Has anyone ever read the book "Hapkido" by Marc Tedeschi? I do not study Hapkido at right now, but I will this year at college. 

What are your thoughts on the book?


----------



## goingd (Jun 16, 2009)

That is a very long book. I have read the shortened version of it. His knows his stuff. He is all in all respected and well known.

Have fun with Hapkido!


----------



## dancingalone (Jun 17, 2009)

I have a copy and I think it's an excellent work of art myself.  Some hapkido people criticize the book as containing techniques that are not necessarily hapkido-based with roots from judo and even some wrestling.


----------



## CDKJudoka (Jun 17, 2009)

I love the book, especially the portions where he shows you improvised weapons, like cell phones, belts, and change.


----------



## dortiz (Jun 17, 2009)

Great Book,
Its a reference piece in that it has everything and more but its all just there. Not course related which is a good thing in my opinion.
Very well detailed and he is a great guy. Student of my old teacher Master Jung who helped DJN Ji come to the states.

Dave O.


----------



## Wey (Jun 17, 2009)

Originally I was planning on learning Kung Fu, but to be honest I'm not very impressed with what I've seen. Hapkido is looking VERY appealing to me now, I think I may just skip over Kung Fu all together. I'm excited.


----------



## goingd (Jun 17, 2009)

Wey said:


> Originally I was planning on learning Kung Fu, but to be honest I'm not very impressed with what I've seen. Hapkido is looking VERY appealing to me now, I think I may just skip over Kung Fu all together. I'm excited.



It is very fun to learn! Depending on who you learn from there will be a lot of conditioning, but that's all more fun, right? Lol.
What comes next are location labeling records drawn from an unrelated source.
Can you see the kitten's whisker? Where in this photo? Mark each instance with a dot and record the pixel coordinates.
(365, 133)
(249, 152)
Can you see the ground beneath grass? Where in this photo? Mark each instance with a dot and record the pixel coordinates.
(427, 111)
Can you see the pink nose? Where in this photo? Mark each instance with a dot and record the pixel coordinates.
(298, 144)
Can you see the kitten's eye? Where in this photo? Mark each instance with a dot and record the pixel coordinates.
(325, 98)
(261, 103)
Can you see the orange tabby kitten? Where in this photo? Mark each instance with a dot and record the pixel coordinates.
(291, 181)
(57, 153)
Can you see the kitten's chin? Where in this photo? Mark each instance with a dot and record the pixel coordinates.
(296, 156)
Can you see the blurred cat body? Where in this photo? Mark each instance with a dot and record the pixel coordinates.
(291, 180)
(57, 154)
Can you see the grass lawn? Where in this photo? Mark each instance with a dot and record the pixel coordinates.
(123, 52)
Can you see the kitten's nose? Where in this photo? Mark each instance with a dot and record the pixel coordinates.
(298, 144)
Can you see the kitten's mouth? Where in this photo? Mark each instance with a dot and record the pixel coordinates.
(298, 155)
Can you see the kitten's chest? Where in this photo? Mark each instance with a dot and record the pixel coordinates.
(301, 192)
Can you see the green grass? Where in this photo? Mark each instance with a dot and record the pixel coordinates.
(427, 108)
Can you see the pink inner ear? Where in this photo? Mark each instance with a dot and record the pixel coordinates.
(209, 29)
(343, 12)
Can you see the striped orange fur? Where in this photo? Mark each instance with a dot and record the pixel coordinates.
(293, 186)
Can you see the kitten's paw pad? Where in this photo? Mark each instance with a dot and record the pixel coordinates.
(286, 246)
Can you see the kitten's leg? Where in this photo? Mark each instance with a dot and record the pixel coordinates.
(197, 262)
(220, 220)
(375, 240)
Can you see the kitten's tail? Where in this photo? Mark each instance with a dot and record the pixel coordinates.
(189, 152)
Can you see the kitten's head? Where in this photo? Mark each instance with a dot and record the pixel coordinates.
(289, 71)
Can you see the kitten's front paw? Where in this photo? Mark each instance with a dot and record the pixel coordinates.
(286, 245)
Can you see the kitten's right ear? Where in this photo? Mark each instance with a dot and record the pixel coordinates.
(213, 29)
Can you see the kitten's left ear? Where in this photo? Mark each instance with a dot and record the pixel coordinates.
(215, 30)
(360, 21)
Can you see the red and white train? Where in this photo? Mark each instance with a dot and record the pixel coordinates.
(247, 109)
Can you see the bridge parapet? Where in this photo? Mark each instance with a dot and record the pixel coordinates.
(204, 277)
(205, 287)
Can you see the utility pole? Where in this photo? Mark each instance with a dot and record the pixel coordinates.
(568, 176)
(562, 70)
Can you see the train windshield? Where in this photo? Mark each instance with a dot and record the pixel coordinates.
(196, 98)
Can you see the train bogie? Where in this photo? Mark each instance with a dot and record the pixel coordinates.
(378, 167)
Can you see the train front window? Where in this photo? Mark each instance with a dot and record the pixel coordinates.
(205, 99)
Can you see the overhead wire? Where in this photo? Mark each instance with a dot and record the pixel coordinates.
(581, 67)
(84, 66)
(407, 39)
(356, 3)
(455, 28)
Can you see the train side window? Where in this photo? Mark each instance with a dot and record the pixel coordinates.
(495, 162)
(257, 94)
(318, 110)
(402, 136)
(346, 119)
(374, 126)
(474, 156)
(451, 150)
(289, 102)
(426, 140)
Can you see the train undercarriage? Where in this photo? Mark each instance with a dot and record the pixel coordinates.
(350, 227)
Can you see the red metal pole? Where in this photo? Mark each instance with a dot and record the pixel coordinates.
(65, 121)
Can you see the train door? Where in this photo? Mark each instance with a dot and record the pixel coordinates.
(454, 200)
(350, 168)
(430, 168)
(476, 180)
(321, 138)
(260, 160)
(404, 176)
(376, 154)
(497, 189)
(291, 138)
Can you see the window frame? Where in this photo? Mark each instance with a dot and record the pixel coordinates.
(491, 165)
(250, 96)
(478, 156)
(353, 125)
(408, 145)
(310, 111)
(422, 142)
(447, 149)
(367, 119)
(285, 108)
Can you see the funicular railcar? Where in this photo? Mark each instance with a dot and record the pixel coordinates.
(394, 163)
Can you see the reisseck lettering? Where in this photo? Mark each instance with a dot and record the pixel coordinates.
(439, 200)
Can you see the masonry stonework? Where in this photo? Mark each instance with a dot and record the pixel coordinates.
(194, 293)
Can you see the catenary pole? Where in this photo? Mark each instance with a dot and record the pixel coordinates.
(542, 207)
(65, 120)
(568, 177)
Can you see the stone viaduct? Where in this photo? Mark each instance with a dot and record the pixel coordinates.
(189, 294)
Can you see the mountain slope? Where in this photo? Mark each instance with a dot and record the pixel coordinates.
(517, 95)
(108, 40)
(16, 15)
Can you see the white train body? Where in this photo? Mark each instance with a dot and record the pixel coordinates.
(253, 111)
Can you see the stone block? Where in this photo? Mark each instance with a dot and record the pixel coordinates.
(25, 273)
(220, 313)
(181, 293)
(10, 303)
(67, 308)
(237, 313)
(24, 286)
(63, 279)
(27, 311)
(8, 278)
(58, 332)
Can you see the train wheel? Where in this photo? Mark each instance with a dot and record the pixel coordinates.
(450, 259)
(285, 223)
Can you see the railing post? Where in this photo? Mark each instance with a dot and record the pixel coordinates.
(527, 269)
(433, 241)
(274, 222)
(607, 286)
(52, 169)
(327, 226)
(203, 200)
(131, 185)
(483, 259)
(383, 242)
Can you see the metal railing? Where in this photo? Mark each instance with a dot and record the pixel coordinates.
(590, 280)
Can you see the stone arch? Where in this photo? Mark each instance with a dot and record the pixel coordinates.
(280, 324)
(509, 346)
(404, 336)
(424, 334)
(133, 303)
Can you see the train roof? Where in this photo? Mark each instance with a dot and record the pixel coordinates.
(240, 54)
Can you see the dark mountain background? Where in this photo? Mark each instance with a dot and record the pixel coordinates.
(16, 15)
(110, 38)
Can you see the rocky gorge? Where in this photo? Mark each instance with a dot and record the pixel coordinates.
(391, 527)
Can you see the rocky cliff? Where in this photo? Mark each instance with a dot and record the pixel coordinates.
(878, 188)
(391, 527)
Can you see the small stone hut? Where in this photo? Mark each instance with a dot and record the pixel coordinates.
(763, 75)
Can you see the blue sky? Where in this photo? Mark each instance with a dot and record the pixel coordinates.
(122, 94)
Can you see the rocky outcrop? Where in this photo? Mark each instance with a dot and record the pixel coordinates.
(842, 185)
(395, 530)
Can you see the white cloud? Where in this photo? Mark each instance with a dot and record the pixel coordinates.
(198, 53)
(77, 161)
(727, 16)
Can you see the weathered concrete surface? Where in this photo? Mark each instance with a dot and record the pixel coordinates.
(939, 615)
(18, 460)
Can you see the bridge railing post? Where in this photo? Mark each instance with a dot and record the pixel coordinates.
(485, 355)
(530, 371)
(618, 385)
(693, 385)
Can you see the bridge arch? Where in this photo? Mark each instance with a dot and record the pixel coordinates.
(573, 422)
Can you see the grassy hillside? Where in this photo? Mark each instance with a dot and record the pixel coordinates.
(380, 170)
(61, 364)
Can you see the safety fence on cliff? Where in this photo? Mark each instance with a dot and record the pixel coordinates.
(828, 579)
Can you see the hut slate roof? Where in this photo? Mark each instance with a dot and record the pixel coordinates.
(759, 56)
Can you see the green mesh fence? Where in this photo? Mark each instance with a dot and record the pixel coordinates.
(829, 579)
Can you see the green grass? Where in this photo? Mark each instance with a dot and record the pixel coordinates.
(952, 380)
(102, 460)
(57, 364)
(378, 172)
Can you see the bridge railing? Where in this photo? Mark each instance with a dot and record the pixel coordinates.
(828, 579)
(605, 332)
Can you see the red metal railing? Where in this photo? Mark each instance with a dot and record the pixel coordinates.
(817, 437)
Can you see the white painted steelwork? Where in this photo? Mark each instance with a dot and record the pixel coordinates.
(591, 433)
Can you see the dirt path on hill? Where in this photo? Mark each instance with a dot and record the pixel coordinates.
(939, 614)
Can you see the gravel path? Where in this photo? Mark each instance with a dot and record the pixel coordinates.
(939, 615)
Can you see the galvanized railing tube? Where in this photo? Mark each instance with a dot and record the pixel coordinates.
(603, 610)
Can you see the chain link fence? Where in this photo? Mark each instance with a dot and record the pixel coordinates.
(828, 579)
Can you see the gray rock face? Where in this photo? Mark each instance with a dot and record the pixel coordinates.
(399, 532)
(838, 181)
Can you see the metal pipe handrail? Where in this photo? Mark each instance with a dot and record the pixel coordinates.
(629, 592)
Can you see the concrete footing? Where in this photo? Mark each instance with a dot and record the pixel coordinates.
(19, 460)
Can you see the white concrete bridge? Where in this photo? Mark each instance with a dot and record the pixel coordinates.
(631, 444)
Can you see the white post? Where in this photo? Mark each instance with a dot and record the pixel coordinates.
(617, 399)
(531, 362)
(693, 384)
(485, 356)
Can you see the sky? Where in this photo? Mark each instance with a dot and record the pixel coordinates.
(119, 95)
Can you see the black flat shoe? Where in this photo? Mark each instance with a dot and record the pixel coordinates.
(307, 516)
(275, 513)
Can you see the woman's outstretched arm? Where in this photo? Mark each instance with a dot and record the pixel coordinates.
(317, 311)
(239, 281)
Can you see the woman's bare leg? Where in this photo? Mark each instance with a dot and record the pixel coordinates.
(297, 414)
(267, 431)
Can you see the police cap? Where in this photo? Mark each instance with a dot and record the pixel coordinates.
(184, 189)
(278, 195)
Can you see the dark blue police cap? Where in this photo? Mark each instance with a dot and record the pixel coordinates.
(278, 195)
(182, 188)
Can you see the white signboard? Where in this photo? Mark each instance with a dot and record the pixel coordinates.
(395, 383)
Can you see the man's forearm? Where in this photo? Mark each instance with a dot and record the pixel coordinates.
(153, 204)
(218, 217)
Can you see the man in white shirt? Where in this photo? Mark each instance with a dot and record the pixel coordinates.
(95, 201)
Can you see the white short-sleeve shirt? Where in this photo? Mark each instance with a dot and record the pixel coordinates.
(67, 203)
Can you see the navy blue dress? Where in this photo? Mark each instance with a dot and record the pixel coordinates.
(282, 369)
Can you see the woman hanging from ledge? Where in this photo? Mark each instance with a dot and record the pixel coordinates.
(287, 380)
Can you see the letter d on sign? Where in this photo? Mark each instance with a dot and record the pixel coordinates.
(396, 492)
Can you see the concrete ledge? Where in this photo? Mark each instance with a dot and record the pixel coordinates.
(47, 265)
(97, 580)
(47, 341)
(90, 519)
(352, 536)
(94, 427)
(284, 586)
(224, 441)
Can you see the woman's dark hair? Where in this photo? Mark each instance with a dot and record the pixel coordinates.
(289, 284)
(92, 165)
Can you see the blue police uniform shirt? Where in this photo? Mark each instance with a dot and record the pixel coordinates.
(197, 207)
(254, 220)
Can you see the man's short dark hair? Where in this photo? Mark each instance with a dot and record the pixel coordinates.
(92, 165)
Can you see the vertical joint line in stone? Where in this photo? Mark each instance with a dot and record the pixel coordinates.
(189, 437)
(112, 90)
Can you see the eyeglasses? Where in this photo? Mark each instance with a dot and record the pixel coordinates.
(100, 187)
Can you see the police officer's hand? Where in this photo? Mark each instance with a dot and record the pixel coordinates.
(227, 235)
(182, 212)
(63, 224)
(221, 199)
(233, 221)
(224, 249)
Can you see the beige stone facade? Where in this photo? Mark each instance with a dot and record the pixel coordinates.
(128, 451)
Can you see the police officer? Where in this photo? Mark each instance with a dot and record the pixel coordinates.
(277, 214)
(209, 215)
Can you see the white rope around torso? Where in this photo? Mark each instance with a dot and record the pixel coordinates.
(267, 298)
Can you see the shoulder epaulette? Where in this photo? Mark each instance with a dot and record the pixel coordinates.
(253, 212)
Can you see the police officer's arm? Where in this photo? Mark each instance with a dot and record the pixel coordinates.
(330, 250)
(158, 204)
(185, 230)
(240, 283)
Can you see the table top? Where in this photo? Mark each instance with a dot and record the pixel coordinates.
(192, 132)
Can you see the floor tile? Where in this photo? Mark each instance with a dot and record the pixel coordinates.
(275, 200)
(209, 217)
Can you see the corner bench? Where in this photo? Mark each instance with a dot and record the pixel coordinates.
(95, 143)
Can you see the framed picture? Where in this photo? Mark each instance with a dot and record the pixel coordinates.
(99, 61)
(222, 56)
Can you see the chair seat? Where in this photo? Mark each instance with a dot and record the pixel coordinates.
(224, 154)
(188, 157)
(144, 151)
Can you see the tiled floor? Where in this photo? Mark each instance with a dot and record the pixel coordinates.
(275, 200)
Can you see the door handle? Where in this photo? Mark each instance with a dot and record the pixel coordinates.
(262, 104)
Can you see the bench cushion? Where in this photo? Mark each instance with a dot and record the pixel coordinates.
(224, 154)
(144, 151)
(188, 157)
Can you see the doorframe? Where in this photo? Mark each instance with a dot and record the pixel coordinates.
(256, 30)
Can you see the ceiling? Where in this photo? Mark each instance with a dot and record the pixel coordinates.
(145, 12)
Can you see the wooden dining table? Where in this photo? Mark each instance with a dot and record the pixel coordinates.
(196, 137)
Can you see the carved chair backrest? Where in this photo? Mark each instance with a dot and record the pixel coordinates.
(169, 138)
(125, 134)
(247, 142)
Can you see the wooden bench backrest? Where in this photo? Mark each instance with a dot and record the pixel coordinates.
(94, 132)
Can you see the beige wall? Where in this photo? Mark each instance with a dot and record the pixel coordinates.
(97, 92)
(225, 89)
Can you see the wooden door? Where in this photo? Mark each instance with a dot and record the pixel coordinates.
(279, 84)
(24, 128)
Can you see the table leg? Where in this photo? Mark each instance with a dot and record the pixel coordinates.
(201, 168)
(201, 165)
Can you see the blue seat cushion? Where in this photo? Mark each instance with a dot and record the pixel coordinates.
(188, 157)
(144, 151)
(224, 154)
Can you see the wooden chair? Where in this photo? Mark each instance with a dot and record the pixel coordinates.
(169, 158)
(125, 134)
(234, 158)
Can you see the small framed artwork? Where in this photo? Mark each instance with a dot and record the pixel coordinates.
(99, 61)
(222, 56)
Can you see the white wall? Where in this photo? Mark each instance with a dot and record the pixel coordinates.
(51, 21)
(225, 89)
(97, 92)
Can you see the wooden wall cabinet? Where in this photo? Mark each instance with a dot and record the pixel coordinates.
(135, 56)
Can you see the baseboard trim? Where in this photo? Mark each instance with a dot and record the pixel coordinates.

Hope you enjoy it many much!


----------



## zDom (Jun 18, 2009)

dancingalone said:


> I have a copy and I think it's an excellent work of art myself.  Some hapkido people criticize the book as containing techniques that are not necessarily hapkido-based with roots from judo and even some wrestling.



"Hapkido based"? I would say nearly ever hapkido technique (if not EVERY hapkido technique) has roots in another martial art.

Moo Sul Kwan Hapkido has a SIGNIFICANT amount of material that has roots in Yudo (Korean judo).

Funny how in a day and age of mixing martial arts many folk forget that hapkido was established as exactly that: a mixed martial art.


----------



## matt.m (Jun 18, 2009)

zDom said:


> "Hapkido based"? I would say nearly ever hapkido technique (if not EVERY hapkido technique) has roots in another martial art.
> 
> Moo Sul Kwan Hapkido has a SIGNIFICANT amount of material that has roots in Yudo (Korean judo).
> 
> Funny how in a day and age of mixing martial arts many folk forget that hapkido was established as exactly that: a mixed martial art.


 

Too true.  However, on topic.......Tadeschi's book is cool.  I really didn't look at the techniques.  What I liked it for was the interviews he had in the book.  It had everyone from Choi, Han, Jae, etc. to others like Kimm and Jay.

For me it was all about the interviews.  Thing is, Marc didn't write the "History", whatever in his view........nope, he went to the people who were around or somehow were active in an art with similiarities, for example Wally Jay.


----------



## Wey (Aug 12, 2009)

matt.m said:


> Too true.  However, on topic.......Tadeschi's book is cool.  I really didn't look at the techniques.  What I liked it for was the interviews he had in the book.  It had everyone from Choi, Han, Jae, etc. to others like Kimm and Jay.
> 
> For me it was all about the interviews.  Thing is, Marc didn't write the "History", whatever in his view........nope, he went to the people who were around or somehow were active in an art with similiarities, for example Wally Jay.



I just finished with the interviews and have to say, they are very interesting. I've gained some new insight on life and martial arts in general. Good stuff!


----------